WAL MART, INC., has settled a lawsuit involving the state of california, and the disposal of hazardous waste materials by the world's largest, or perhaps second largest, corporation.
The HAZ-MAT consisted of pesticides, bleach, hair spray, fungicides, and rodentcides, and how damaged containers of these chemicals were being dealt with, which was in violation of the Clean Air Act. Wal Mart will end up paying about eighty two million in fines, will agree to sin no more, and will move on. The usual scenario.
How many times have we been told that the business of america is business, that the corporations are the engines of prosperity, and that government regulation is an unnecessary evil wiich stifles free enterprise, competition, and makes us all, all the poorer. Billions, maybe?
Robber barons like Carnegie, Vanderbilt, and Rockefeller built america on the backs of vietual slave labor, importing cheap labor, abusing it, casting it aside without help or hesitation.. Finally, around the beginning of the twentieth century, people started noticing.
In 1905 Upton Sinclair wrote and published the seminal true novel "The Jungle", which opened the eyes of the public, and led to the passage in the same year of the Food and Drug Act, which brought government regulation to the meat packing industry, and began the process of forcing big business to operate, if not humanely, at least sanely.
"The Jungle" should be required reading, if there should be any such thing as requird reading. Usually excerpts are included in high school history books, usually the one about rats and rat poison being ground up, canned, and sold with the rest of the meat and animal by products. This famous passage isn't even the worst part, however.
The worst part is the horrendous deception, enslavement, exploitation and destruction of workers who came to america hoping to find streets paved with gold.
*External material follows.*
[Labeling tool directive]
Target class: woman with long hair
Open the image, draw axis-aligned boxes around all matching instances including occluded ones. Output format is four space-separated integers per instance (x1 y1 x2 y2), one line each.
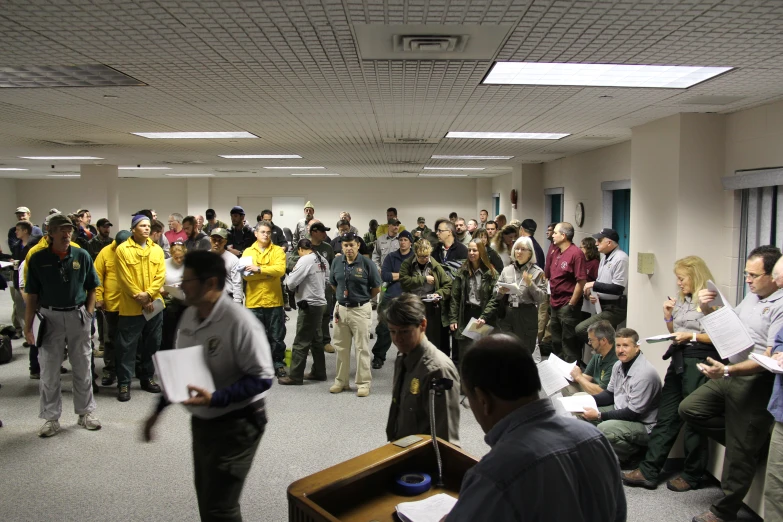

WE still haven't quite gotten around to the gold streets, but finally, after decades of violent struggle and belated, teeth pulling action by the federal government, workers are treated with some shred of fairness in this country, and consumers are protected from the worst ravages of corporate greed and brutality.
The united states still has a long way to go before it reaches the level of civilization current in europe, in terms of corporate regulation and treatment of workers, but we seem to be catching up, albeit slowey, at long last.